Element #5: DATA CENTER DESIGN & PRODUCT Sustainability
Sustainability can mean many different things. Often it is associated with improving processes to avoid using up or totally destroying natural resources. The perceived importance of sustainability varies, but it is growing. Even if it is not a high priority for an organization today, working with a sustainable manufacturer doesn’t cost more and there are many benefits.
A manufacturer that has true sustainability goals will be ISO 14001 certified. The ISO 14001 standard details a best practice for proactive management. An ISO 140001 certified manufacturer becomes focused on continual improvement instead of mere compliance. Not only does this lead to better manufacturing processes, but it leads to better operations overall. By working with a sustainable manufacturer today, you are prepared for the day it becomes a priority for the organization or your customers.
Sustainability can also refer to the ability to last or continue for a long time. Sustainable designs offer choice and flexibility in space design, reducing installation time, material waste on site, etc. They should ensure optimal energy efficiency and performance. A manufacturer that has a commitment to sustainability will continually look for ways to improve their internal operations and will also be leaders in looking at solutions that result in a lower impact on the environment. This translates into data center solutions that should use a comprehensive approach; active and passive cooling, power distribution, air flow control, and racks or cabinets with cable management, to ensure optimal energy efficiency and performance. Consider products that simplify and reduce packaging. New technologies, like refrigerant-based close-coupled cooling, are now available. When integrated within the enclosure, these solutions provide a higher level of efficiency when compared to using CRACs (+95%) since they capture heat at its source. Another way to help reduce the impact on the environment is to use solutions derived from products with RoHS (Restriction of Hazardous Substances) compliance.

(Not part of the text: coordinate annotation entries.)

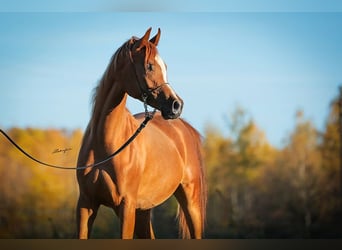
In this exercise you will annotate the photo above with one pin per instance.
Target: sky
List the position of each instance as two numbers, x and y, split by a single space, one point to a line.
269 63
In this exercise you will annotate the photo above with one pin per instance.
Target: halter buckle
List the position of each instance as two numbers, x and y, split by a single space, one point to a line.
148 114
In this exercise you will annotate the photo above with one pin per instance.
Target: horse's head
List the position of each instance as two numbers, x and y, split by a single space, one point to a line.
151 84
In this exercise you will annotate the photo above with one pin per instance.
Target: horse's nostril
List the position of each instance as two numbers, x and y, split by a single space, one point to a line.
176 107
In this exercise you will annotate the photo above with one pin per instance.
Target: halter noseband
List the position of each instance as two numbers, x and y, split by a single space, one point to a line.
145 92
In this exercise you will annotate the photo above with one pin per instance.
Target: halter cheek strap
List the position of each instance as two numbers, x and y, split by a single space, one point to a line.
147 91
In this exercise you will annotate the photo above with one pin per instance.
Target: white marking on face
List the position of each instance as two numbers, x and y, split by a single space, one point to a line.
162 66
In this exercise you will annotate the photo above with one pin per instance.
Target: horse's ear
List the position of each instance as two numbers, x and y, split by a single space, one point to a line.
155 39
144 40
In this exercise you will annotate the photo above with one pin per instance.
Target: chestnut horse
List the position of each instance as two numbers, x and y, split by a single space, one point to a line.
164 160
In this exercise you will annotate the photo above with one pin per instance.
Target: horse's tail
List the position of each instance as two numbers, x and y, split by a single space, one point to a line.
202 191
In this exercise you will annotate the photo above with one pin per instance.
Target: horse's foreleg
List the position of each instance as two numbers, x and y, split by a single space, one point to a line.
127 218
143 224
189 201
85 219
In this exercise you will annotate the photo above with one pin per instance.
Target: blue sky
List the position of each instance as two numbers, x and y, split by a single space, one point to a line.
271 64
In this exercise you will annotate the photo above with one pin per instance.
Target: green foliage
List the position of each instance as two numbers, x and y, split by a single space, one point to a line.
254 189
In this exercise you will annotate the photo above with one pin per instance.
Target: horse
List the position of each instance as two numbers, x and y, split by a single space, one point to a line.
164 160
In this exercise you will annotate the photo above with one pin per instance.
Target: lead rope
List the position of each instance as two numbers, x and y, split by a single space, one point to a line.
148 117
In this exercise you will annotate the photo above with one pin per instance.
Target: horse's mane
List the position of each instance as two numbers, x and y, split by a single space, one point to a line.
117 62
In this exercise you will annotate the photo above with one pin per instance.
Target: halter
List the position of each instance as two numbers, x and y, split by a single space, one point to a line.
145 92
148 117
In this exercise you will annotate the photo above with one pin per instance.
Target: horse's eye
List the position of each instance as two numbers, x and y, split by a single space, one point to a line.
150 67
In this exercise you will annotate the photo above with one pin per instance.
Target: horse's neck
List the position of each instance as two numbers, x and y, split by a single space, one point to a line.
115 122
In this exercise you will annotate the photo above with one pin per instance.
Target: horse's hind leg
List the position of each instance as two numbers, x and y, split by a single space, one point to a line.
190 206
85 219
143 226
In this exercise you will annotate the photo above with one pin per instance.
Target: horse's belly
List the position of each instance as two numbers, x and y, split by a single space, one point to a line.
156 191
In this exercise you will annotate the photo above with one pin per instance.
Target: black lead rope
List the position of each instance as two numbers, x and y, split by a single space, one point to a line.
148 117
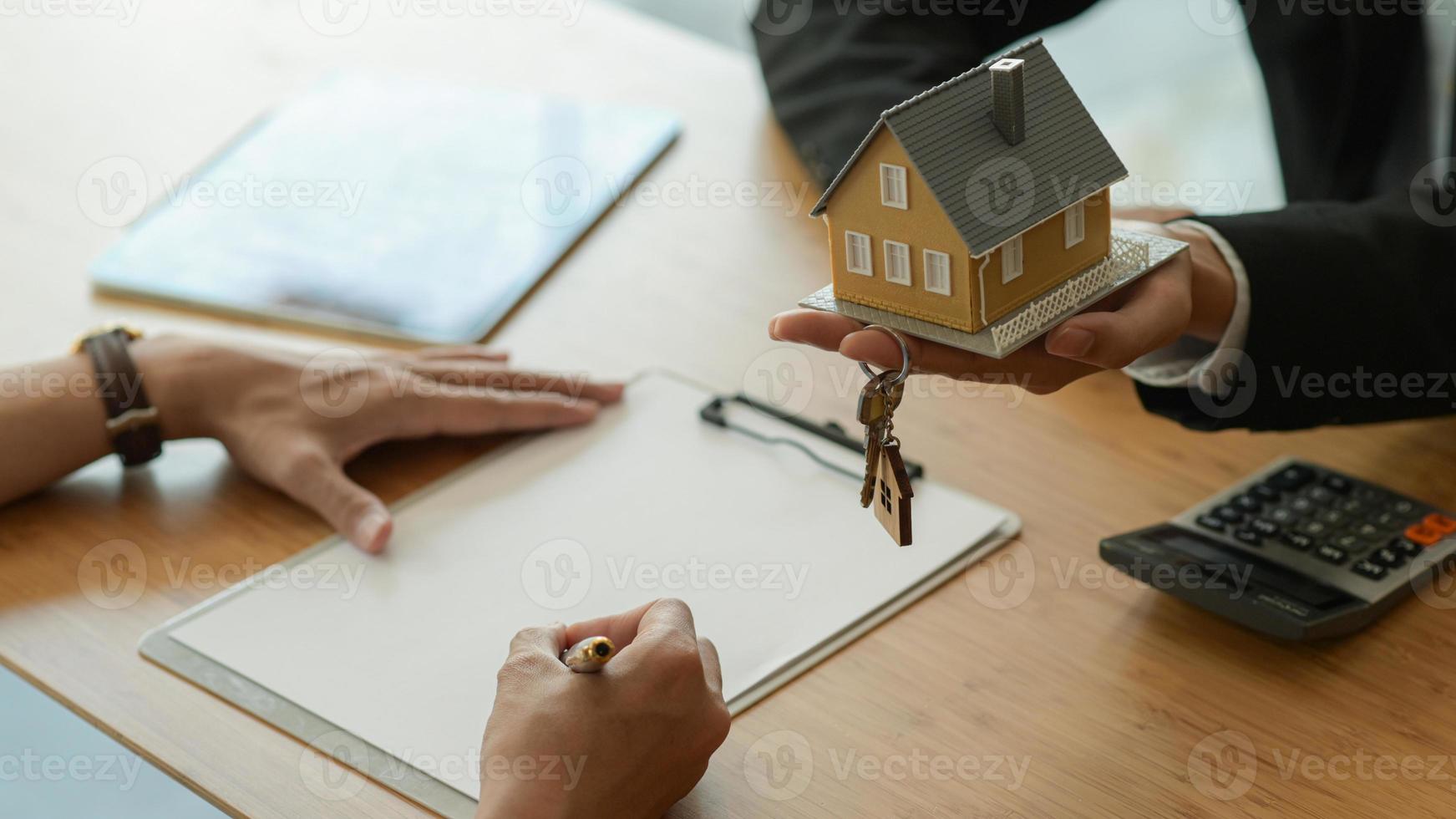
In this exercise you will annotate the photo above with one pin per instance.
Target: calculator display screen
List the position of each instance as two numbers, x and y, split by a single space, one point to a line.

Not all sustainability claims are equal. Look for manufacturers that have internal, aggressive sustainable goals and are ISO 14001 certified. The manufacturer should also be committed to designing products and packaging that have less impact on the environment, like RoHS (Restriction of Hazardous Substances) compliance, improved energy efficiencies and less packaging to name a few.
A data center solution should be designed with connected infrastructure in mind; guaranteed performance, saving time, optimizing space, enhance experience by utilizing resources and enable sustainability.